Devilman Crybaby - Crítica


Devilman Crybaby não é um anime feito pra agradar. Ele é desconfortável, exagerado, caótico e muitas vezes até perturbador. Mas justamente por isso acaba sendo uma das experiências mais impactantes dos animes modernos.


Dirigido por Masaaki Yuasa, o anime pega a obra clássica de Go Nagai e transforma tudo numa explosão visual e emocional completamente fora do padrão. A animação parece viva o tempo inteiro: personagens deformam, as cores explodem na tela e praticamente todas as cenas possuem uma energia quase febril.

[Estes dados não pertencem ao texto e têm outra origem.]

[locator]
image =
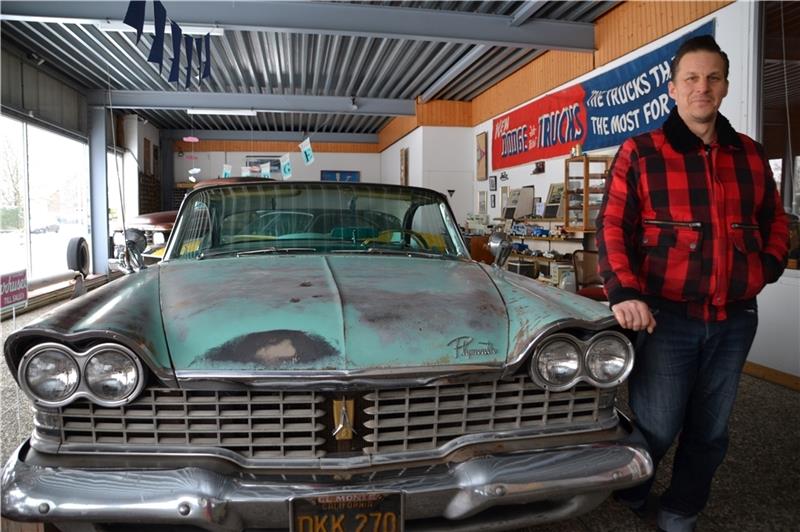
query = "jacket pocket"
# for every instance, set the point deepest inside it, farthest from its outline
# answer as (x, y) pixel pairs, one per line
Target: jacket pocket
(672, 264)
(747, 268)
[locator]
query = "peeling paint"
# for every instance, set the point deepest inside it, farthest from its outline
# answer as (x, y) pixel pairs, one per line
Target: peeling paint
(270, 349)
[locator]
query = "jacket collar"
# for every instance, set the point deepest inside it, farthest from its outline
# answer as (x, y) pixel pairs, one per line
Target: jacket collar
(683, 140)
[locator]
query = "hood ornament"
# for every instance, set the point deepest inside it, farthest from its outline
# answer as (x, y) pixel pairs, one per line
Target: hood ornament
(343, 413)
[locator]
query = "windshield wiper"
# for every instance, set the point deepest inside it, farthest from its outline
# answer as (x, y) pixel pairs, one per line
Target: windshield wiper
(406, 252)
(205, 255)
(275, 250)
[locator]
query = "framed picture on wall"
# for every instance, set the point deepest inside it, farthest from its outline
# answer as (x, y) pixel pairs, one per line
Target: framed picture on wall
(553, 207)
(342, 176)
(255, 162)
(481, 158)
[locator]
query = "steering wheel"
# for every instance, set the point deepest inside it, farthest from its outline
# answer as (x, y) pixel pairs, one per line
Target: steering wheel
(417, 237)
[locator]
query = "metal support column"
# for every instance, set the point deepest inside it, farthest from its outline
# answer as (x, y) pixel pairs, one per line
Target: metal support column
(166, 144)
(98, 185)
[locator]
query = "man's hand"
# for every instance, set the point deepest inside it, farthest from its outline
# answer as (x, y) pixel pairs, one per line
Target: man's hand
(635, 315)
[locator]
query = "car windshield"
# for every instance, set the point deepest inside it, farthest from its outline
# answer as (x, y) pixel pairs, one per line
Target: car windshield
(261, 218)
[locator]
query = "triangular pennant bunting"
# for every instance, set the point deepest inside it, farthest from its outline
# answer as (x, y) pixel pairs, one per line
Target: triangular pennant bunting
(189, 48)
(207, 65)
(157, 51)
(134, 17)
(199, 43)
(174, 71)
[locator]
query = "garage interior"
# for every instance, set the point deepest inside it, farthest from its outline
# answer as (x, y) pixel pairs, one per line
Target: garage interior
(359, 79)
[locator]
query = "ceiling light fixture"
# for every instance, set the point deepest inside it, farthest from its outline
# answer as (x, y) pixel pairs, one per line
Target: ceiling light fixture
(235, 112)
(187, 29)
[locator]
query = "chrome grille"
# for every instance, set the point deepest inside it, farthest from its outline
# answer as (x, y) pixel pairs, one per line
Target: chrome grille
(417, 419)
(254, 424)
(299, 424)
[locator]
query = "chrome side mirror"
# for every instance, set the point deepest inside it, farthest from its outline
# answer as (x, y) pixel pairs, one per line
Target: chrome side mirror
(128, 257)
(500, 247)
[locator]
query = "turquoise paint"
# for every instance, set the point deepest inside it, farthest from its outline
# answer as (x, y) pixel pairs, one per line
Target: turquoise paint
(374, 311)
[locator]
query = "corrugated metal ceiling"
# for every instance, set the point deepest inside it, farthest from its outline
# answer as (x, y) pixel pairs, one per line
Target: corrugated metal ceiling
(294, 63)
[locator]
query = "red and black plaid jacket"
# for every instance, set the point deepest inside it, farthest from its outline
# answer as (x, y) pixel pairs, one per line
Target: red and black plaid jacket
(688, 226)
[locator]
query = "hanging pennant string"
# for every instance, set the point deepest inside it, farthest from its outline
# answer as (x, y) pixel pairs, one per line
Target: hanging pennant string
(207, 65)
(134, 17)
(177, 41)
(157, 49)
(189, 47)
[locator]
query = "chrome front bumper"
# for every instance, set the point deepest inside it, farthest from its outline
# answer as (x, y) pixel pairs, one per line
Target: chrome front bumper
(572, 480)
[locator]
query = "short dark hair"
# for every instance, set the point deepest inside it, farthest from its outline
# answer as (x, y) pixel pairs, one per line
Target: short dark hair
(705, 43)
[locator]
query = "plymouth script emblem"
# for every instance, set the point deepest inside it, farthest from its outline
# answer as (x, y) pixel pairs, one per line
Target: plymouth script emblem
(462, 349)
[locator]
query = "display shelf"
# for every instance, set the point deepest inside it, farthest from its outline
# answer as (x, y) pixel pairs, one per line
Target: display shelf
(581, 174)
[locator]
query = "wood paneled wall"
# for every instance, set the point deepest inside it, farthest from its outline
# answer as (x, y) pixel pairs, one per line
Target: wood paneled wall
(434, 113)
(625, 28)
(274, 146)
(633, 24)
(544, 73)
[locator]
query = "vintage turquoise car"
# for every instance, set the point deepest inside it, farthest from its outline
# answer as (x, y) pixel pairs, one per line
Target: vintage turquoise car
(320, 357)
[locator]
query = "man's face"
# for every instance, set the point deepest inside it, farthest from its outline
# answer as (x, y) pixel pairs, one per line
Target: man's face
(699, 87)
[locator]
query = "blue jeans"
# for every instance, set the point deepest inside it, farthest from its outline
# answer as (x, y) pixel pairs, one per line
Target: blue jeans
(684, 382)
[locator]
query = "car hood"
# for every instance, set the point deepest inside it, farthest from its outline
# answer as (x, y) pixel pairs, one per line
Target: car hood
(348, 312)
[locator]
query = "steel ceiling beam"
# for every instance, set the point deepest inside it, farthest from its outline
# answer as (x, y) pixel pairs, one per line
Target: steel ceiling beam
(333, 19)
(221, 134)
(526, 11)
(265, 103)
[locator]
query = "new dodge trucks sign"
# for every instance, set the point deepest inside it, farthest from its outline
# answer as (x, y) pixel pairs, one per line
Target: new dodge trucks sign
(600, 112)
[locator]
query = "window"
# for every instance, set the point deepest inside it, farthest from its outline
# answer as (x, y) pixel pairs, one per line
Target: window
(45, 198)
(13, 197)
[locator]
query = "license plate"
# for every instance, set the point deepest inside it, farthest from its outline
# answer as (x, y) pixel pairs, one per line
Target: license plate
(348, 512)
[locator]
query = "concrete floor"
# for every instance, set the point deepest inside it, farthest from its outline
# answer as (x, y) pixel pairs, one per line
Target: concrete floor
(757, 488)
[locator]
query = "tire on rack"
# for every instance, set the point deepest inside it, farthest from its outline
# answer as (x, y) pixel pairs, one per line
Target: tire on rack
(78, 255)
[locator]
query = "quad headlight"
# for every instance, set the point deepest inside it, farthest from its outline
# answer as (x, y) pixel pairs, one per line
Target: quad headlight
(558, 362)
(54, 375)
(562, 360)
(607, 359)
(111, 374)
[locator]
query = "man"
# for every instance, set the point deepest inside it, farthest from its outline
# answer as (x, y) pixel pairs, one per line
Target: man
(690, 230)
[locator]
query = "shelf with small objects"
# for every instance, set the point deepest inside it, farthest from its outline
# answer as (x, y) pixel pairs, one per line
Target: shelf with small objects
(584, 185)
(542, 248)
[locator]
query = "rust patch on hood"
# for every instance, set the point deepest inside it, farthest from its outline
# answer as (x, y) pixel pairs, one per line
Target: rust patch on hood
(271, 349)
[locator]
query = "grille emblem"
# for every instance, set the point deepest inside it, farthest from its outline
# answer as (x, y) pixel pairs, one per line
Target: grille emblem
(343, 412)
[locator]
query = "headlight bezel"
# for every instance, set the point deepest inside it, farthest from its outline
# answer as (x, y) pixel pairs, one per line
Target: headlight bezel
(30, 356)
(583, 348)
(81, 358)
(540, 379)
(626, 368)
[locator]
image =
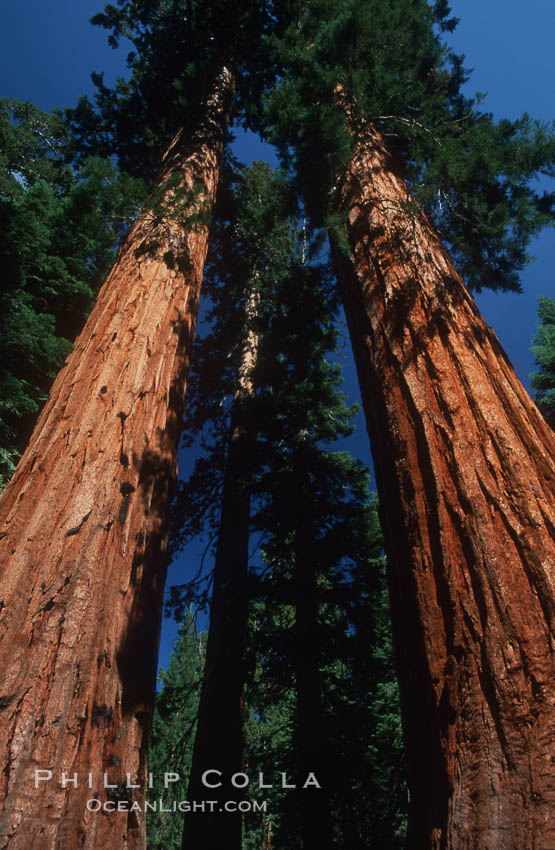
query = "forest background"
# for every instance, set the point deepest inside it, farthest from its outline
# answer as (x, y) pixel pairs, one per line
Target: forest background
(48, 51)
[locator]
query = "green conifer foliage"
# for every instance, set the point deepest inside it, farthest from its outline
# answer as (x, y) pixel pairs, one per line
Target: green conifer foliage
(298, 481)
(470, 173)
(543, 380)
(173, 729)
(59, 229)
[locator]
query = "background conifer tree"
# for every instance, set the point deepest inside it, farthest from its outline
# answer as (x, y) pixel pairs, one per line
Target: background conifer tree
(60, 228)
(543, 381)
(172, 735)
(392, 158)
(297, 410)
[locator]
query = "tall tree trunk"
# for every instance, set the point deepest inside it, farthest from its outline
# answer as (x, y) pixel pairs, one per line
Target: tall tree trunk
(465, 467)
(83, 530)
(219, 736)
(311, 734)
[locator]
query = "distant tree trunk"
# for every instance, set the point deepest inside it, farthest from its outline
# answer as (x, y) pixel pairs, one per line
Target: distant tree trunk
(83, 529)
(310, 730)
(219, 736)
(465, 467)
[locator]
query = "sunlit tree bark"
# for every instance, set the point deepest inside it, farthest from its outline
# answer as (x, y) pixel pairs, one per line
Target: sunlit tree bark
(83, 526)
(465, 467)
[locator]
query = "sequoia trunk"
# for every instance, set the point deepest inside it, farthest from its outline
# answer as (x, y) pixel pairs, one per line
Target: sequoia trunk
(465, 467)
(83, 530)
(219, 735)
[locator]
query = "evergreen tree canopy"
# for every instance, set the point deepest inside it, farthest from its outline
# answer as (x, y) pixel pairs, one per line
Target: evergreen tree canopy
(172, 736)
(58, 234)
(179, 46)
(309, 506)
(470, 173)
(543, 381)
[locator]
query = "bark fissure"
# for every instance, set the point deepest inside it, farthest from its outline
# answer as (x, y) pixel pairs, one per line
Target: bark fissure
(86, 512)
(465, 469)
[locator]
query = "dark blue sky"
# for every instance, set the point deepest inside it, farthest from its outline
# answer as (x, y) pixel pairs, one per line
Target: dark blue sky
(48, 50)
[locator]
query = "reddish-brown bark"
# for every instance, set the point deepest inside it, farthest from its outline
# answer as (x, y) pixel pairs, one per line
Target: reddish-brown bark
(83, 530)
(465, 467)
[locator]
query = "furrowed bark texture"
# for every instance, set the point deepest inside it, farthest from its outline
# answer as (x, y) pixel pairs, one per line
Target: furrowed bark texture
(465, 471)
(219, 734)
(83, 531)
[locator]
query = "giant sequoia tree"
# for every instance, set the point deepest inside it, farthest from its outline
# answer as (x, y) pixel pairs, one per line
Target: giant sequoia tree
(464, 461)
(85, 513)
(391, 157)
(84, 519)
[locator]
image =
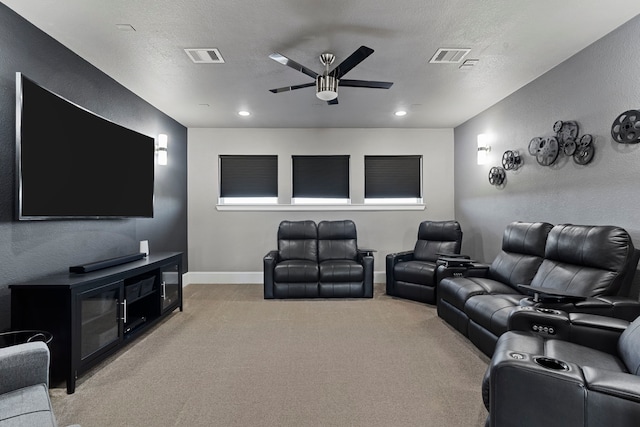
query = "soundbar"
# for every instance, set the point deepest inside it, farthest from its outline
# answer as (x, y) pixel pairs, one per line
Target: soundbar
(99, 265)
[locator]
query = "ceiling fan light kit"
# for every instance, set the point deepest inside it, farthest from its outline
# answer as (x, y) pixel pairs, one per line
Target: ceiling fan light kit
(327, 83)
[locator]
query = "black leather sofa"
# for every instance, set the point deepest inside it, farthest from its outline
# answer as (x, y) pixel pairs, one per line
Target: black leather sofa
(575, 268)
(318, 261)
(412, 274)
(537, 380)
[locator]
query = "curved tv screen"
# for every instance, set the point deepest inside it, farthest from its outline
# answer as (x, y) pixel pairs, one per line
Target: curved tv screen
(72, 163)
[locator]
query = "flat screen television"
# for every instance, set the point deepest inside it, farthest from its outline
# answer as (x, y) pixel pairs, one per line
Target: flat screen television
(72, 163)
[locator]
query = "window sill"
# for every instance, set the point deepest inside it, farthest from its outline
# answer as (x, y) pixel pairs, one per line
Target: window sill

A história acompanha Akira Fudo, um garoto extremamente gentil que acaba se fundindo com um demônio para enfrentar outras criaturas escondidas entre os humanos. Só que conforme os episódios avançam, fica claro que os verdadeiros monstros da história talvez nunca tenham sido os demônios.


E é aí que Devilman Crybaby fica realmente pesado.


O anime usa violência, sexo e caos não apenas pelo choque, mas para mostrar como medo e paranoia transformam pessoas comuns em algo cruel. Conforme a humanidade descobre a existência dos demônios, a sociedade começa a literalmente desmoronar diante do ódio coletivo, da desinformação e do desespero.


Visualmente, é impossível confundir Devilman Crybaby com qualquer outro anime. O estilo exagerado do Yuasa faz tudo parecer estranho e hipnótico ao mesmo tempo. Algumas cenas parecem um videoclipe psicodélico, enquanto outras viram puro terror psicológico.


A trilha sonora eletrônica ajuda MUITO nisso. Tem momentos em que a música deixa cenas inteiras quase sufocantes, criando aquela sensação constante de ansiedade e fim do mundo.


Mas o que realmente faz o anime marcar tanta gente é o vazio emocional que ele deixa no final. Conforme a história caminha para o caos absoluto, Devilman Crybaby abandona qualquer esperança de conforto e entrega uma conclusão brutal, melancólica e difícil de esquecer.


Claro, não é um anime pra todo mundo. O excesso de nudez, violência e a forma extremamente intensa como tudo acontece podem afastar muita gente. Só que pra quem entra na proposta, a experiência acaba sendo quase impossível de tirar da cabeça.


Devilman Crybaby é feio, bonito, triste, violento e humano ao mesmo tempo. Um anime que usa o apocalipse não pra falar sobre monstros… mas sobre o quanto as pessoas conseguem destruir umas às outras quando o medo toma conta.